Frequently asked questions
- What is a collar on NEWP?
- A collar on NEWP is the collar strategy applied to NEWP (stock). The strategy is structurally neutral (protective): A collar pairs long stock with a protective out-of-the-money put financed by a short out-of-the-money call, capping both tails of the position around the current spot. With NEWP stock trading near $5.14, the strikes shown on this page are snapped to the nearest listed NEWP chain strike and the premiums come straight from the end-of-day bid/ask midpoint.
- How are NEWP collar max profit and max loss calculated?
- Max profit roughly equals short-call strike minus cost basis plus net premium; max loss roughly equals cost basis minus long-put strike minus net premium. Breakeven shifts by the net premium. For the NEWP collar priced from the end-of-day chain at a 30-day expiry (ATM IV 76.30%), the computed maximum profit is unbounded per contract and the computed maximum loss is unbounded per contract. Live intraday quotes will differ as the chain moves through the trading session.

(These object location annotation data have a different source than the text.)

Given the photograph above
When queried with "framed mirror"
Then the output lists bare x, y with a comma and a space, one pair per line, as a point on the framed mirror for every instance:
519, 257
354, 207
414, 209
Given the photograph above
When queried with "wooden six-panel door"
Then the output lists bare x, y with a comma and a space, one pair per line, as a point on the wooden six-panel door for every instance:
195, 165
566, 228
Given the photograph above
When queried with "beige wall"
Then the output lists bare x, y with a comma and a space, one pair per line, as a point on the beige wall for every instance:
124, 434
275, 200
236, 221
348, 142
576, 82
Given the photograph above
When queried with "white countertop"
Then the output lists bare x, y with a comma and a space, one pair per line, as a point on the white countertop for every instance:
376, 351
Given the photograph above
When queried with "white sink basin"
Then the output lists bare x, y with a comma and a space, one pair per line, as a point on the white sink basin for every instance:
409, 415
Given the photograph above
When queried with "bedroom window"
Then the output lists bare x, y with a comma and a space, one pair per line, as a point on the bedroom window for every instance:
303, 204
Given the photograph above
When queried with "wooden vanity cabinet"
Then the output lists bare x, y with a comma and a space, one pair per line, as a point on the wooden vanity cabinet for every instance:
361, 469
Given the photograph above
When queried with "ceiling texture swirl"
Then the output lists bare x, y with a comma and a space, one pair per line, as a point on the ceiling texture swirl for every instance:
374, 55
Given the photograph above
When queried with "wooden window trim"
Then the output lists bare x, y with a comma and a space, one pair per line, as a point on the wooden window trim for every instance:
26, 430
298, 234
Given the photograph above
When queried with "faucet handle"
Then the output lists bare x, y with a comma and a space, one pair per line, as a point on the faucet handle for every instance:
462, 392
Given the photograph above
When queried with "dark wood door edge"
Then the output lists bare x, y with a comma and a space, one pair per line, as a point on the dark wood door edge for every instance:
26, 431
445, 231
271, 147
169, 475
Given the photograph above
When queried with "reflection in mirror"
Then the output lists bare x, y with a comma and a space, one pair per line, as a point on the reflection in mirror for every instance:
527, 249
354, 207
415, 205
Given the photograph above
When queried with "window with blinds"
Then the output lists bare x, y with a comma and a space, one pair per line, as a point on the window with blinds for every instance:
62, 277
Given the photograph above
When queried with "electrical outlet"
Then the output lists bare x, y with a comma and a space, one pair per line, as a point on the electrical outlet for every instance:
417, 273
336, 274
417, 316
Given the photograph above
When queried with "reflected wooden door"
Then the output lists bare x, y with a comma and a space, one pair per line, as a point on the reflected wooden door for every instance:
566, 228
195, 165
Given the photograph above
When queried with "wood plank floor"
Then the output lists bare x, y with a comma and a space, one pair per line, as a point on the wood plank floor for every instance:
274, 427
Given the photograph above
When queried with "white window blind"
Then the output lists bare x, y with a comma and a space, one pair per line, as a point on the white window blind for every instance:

- What is the breakeven for a NEWP collar?
- The breakeven for the NEWP collar priced on this page is no defined breakeven on the modeled curve at expiration, derived from end-of-day chain premiums. Breakeven is the underlying price at which the strategy's P&L crosses zero ignoring transaction costs and assignment risk. The current NEWP market-implied 1-standard-deviation expected move is approximately 21.87%; if the move sits well outside the breakeven distance, the structure's risk-reward becomes correspondingly tighter.
- When should you consider a collar on NEWP?
- Collars on NEWP hedge an existing long NEWP stock position; the long put sets a floor while the short call finances it, often run as a near-zero-cost hedge during expected volatility windows.
- How does current NEWP implied volatility affect this collar?
- NEWP ATM IV is at 76.30% with IV rank near 17.19%, which is on the low end of its 1-year range. Premium-buying structures (long call, long put, debit spreads) are relatively cheap in this regime; premium-selling structures collect less credit per unit risk.